They can be hard to notice: clad in all-black and flitting back and forth across the stage between scenes, flickering like cue marks in an old film. In the months leading up to the production, they inhabit the little-used woodshop after school in the hallway most people think of only as the path to the senior parking lot, working and buzzing like bees out of the sights of most students. These are the dedicated students who make up the Stage Crew.
Their role may seem less significant than those played by the actors, but they are equally important in producing an entertaining show. Without Stage Crew, school productions would scarcely be worth watching—sets, props, those beautiful backdrops, even the all-important wooden foliage, are the responsibility of the diligent stage crew. They were a crucial part of this year’s fall drama, The Sting, and will play an incredibly important role in the production of Shrek the Musical this spring. “Without the stage crew, there is no show!” said English teacher Deborah Goodkin, who directs the fall drama each year. “The play isn’t complete with actors only.”

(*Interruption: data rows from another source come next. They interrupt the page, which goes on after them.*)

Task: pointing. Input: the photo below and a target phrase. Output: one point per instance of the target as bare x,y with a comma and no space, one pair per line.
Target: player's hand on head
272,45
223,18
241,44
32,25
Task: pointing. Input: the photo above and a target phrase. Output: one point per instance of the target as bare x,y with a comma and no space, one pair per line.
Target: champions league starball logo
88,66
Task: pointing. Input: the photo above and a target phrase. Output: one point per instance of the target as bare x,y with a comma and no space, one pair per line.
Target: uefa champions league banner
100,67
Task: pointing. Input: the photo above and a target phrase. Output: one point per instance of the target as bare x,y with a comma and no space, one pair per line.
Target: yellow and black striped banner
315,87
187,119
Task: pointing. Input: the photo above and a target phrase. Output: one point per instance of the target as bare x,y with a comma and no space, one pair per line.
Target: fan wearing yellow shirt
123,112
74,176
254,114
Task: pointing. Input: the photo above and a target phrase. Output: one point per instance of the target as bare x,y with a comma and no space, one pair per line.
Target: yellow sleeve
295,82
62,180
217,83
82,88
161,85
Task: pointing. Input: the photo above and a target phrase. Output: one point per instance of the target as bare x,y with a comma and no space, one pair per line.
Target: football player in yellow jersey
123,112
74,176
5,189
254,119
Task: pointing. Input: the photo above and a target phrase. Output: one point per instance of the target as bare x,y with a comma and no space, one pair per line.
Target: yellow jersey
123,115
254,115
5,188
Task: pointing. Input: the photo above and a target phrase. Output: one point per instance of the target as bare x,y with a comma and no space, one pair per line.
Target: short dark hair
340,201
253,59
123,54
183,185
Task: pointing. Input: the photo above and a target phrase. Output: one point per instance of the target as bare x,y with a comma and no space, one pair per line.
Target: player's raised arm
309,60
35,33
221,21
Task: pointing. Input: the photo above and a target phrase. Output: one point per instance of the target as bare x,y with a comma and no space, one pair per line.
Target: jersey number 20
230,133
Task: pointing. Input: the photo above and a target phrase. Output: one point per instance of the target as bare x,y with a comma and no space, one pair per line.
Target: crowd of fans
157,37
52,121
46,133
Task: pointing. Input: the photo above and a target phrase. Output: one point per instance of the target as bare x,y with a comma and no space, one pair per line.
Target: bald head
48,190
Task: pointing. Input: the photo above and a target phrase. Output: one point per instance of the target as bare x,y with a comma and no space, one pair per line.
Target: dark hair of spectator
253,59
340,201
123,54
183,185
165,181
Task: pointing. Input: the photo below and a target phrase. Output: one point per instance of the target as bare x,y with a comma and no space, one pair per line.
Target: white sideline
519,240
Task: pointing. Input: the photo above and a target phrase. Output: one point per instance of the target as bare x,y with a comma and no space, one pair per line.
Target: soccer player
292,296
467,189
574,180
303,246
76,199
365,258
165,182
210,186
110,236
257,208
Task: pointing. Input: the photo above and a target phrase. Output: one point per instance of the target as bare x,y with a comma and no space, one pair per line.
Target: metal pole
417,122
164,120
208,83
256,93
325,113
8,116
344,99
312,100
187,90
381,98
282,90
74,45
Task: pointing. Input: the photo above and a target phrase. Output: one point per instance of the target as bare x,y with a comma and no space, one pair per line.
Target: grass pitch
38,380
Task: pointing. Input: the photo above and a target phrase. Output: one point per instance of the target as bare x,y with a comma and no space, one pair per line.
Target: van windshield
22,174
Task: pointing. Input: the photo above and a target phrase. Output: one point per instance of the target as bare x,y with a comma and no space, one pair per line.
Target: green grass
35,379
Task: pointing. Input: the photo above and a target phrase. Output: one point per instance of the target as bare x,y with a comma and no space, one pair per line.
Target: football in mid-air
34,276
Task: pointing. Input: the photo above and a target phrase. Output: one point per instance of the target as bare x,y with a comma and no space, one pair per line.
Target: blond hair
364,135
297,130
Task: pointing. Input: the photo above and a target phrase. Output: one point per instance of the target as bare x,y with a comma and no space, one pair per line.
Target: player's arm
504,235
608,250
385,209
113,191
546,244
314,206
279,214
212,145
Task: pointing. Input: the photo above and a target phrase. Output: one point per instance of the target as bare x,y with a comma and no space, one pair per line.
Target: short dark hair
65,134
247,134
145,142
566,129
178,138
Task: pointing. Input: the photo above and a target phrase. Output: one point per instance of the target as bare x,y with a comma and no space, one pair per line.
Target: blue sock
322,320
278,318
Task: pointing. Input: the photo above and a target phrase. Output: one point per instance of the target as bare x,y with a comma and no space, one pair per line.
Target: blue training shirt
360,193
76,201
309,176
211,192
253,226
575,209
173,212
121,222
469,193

The most selective, and most stressful, role in Stage Crew is the running crew, a group of about 15 students who rehearse just like the cast to move props and set pieces built by the whole club back and forth seamlessly across the stage the night of the performance. “They [the running crew] do get yelled at a lot by me or Corriveau. Not necessarily for making big mistakes, but small ones because we want the play to be as good as it can be,” said Stage Crew President Ben Arias, a senior, referring to director Robert Corriveau. “There are about 15 kids that are always on running crew and these are the kids that really become close like a second family.”

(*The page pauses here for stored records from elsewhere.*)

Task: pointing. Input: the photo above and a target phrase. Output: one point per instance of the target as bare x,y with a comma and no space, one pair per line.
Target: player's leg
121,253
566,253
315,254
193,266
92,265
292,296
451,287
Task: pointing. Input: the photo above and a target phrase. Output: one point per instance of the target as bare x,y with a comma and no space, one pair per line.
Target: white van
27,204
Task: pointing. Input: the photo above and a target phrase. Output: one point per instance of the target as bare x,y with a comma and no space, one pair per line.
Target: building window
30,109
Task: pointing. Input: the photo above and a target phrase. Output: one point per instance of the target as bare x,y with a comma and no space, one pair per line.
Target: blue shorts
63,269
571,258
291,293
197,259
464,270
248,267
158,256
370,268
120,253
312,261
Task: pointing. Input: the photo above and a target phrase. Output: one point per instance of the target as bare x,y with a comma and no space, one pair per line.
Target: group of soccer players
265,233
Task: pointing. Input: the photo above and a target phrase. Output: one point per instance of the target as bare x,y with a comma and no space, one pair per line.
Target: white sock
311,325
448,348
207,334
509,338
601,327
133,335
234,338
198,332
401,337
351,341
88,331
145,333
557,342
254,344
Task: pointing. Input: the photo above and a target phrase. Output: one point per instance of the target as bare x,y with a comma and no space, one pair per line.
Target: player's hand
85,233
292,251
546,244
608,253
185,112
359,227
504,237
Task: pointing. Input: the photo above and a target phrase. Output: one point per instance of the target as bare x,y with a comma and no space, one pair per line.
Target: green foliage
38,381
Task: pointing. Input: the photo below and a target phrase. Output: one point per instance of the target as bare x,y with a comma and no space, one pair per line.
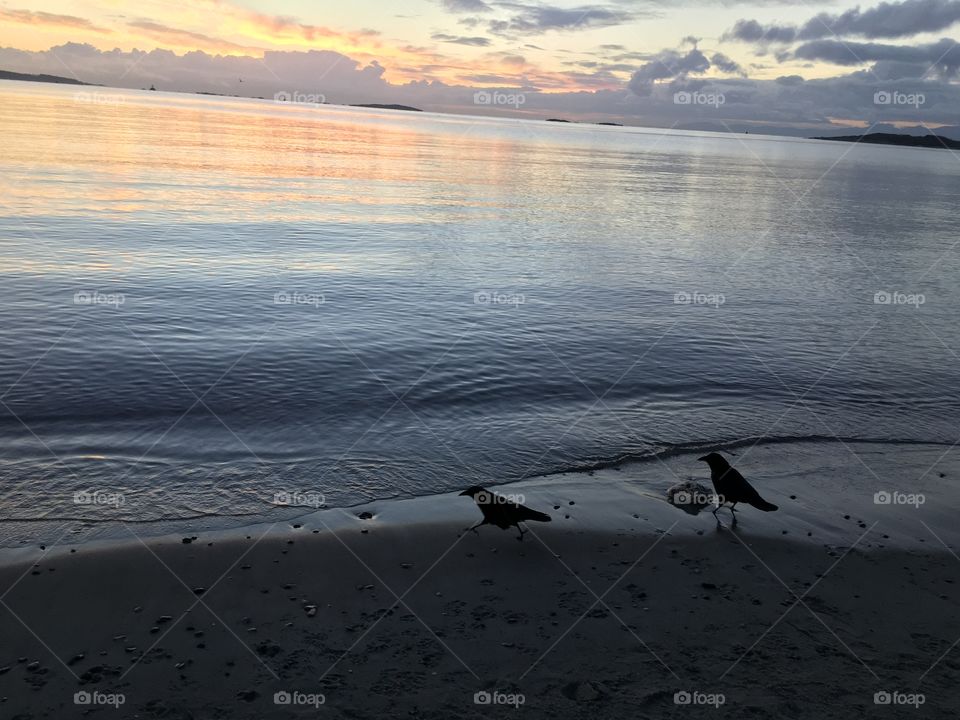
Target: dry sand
609,611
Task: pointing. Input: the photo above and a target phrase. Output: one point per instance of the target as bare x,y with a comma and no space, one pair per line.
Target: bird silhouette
732,487
501,511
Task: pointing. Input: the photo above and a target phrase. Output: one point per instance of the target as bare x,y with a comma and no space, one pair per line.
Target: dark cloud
886,20
726,65
941,58
668,64
461,40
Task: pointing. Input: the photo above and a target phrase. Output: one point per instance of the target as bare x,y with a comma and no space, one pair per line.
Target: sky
770,66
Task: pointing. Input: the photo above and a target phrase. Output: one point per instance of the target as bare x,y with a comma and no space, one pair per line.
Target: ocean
234,309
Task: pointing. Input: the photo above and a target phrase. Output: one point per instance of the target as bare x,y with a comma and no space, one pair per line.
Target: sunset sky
774,63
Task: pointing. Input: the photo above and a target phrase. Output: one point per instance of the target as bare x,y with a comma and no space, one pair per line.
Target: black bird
732,487
500,511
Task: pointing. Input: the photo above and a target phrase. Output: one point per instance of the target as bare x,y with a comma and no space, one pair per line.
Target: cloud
668,64
886,20
31,17
726,65
788,105
183,38
538,19
942,57
753,32
461,40
465,6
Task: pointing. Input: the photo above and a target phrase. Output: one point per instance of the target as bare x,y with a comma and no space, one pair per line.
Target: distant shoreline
936,142
55,79
904,140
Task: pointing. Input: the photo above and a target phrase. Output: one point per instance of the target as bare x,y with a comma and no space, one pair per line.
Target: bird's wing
740,488
525,513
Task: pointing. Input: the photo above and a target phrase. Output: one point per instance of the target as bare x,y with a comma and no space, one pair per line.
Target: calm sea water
209,301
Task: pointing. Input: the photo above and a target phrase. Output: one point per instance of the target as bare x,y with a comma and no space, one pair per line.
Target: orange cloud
188,39
31,17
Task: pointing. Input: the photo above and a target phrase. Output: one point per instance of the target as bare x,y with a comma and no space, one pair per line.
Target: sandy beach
622,606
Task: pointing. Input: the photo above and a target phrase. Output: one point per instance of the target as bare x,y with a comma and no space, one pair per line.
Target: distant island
380,106
929,141
8,75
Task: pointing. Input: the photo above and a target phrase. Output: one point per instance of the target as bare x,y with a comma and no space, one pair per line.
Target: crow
731,487
500,511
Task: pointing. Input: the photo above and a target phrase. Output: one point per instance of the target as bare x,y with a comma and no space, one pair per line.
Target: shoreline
622,605
832,483
418,618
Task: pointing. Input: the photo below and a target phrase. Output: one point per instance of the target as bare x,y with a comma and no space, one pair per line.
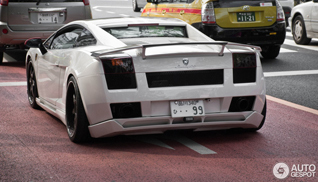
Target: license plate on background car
245,17
187,108
47,17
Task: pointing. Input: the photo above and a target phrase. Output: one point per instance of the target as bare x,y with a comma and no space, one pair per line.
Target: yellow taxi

Stage Crew is technically a club operated and organized by students, one of the most popular at North in fact, with approximately 50 members. This is due in no small part to the inclusive, intimate, serious-but-fun nature of Stage Crew that attracts students to saw and build and paint in their afterschool hours. “You get to meet new people, be it upperclassmen or underclassmen or people in your class, that you would otherwise not have,” junior Jonathan Chen said. “Everyone can join at anytime and everyone is welcome no matter how late or early on the year it is. You get as much out of it as you put into it.”

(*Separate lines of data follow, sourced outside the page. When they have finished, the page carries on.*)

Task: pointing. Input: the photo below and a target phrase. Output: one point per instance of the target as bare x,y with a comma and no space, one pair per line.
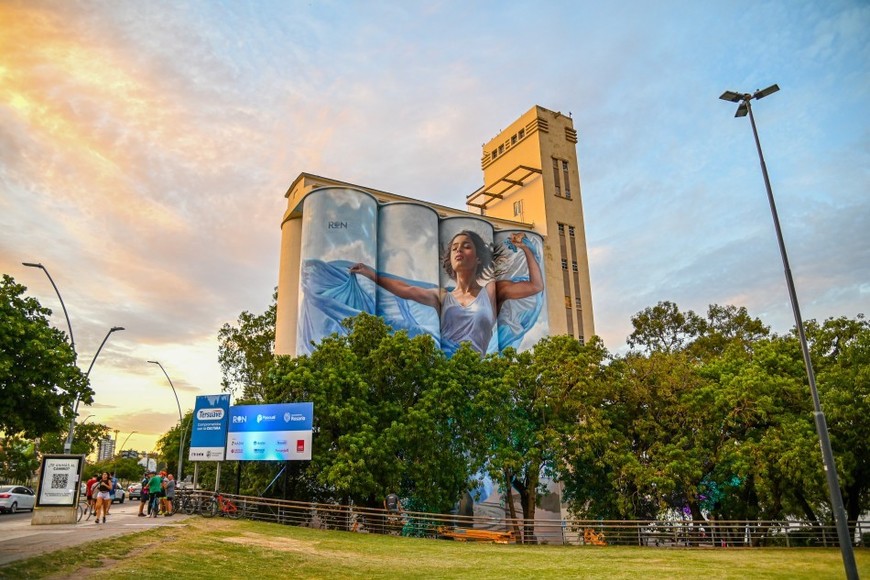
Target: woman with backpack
104,499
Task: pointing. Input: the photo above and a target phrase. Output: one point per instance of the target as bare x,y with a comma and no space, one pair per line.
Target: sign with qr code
59,480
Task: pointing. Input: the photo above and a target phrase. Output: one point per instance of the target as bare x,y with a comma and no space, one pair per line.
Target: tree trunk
512,510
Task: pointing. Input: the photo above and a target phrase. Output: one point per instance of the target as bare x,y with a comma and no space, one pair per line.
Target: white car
14,498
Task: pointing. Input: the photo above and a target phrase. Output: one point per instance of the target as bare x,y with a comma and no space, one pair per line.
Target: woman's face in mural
463,254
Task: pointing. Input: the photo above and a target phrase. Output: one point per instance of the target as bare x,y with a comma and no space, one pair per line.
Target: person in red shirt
89,493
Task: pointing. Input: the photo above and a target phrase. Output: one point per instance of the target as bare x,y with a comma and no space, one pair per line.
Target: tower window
556,178
518,208
567,181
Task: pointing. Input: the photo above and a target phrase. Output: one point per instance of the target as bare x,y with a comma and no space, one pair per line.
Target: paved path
19,539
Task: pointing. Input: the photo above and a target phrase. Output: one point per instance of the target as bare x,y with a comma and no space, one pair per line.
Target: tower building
529,205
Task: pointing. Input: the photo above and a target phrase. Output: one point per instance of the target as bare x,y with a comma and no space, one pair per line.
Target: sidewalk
19,539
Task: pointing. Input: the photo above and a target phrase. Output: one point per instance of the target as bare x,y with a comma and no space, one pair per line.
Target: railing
649,533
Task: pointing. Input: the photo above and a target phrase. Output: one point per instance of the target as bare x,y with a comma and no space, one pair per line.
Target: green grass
222,548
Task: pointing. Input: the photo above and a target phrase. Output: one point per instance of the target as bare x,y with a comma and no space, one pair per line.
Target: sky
145,149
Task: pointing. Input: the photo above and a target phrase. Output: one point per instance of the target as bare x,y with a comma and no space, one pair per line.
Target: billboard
59,480
280,432
208,436
454,279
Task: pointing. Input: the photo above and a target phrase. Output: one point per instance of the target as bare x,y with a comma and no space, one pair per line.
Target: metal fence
648,533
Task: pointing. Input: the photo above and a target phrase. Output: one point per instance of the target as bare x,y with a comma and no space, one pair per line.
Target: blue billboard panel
209,432
279,432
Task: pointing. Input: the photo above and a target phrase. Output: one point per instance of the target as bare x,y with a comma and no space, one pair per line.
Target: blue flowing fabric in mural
515,320
412,317
331,294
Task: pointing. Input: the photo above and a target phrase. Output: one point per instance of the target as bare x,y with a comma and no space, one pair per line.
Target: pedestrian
89,492
103,487
143,494
169,491
112,493
155,491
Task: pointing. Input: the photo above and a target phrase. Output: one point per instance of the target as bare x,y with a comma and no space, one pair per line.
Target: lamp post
72,341
67,446
180,419
821,424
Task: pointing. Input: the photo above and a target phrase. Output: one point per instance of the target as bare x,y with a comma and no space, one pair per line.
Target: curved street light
821,424
180,419
121,448
72,341
67,446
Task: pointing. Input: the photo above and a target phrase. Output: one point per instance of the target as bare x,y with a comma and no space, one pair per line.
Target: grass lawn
220,548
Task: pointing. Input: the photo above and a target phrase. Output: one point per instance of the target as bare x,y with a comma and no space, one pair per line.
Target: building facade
530,198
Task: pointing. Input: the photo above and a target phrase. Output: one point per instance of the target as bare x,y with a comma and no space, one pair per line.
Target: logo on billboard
210,414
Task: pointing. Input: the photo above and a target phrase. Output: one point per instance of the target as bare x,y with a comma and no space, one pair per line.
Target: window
518,208
556,179
567,181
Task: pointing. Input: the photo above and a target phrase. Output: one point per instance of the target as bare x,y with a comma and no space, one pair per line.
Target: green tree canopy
39,379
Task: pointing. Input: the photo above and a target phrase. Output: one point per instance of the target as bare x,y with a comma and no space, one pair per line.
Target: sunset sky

If that’s true, Stage Crew members must get a heck of a lot out of their experience. They spend just as many hours building and practicing movements as the actors do rehearsing their lines. They stay at school past midnight during what is known in the musical world as “hell week,” the lead-up to the performance during which red-eyed cast and crew alike share bagels and caffeine in the wee hours of the morning to make sure the show is the best it can be. “I remember Mel Wherry drilling the running crew over and over and over and over after hours to get the timing right for bringing in chairs for the wedding scene in Our Town,” Goodkin recalled. “As a result of their efforts, the last chair hit the floor exactly as the wedding music started, each night, no fail.”
These long hours pay off mostly in the form of pride. “My favorite part of Stage Crew is seeing the end result and realizing that at that moment all the hundreds of hours that you put into the play has paid off,” Arias said.
For Stage Crew, it’s not about the attention or the standing ovation; it’s about being a part of making something, something they themselves can be proud of. However humble they may be, Stage Crew clearly deserves its time in the spotlight.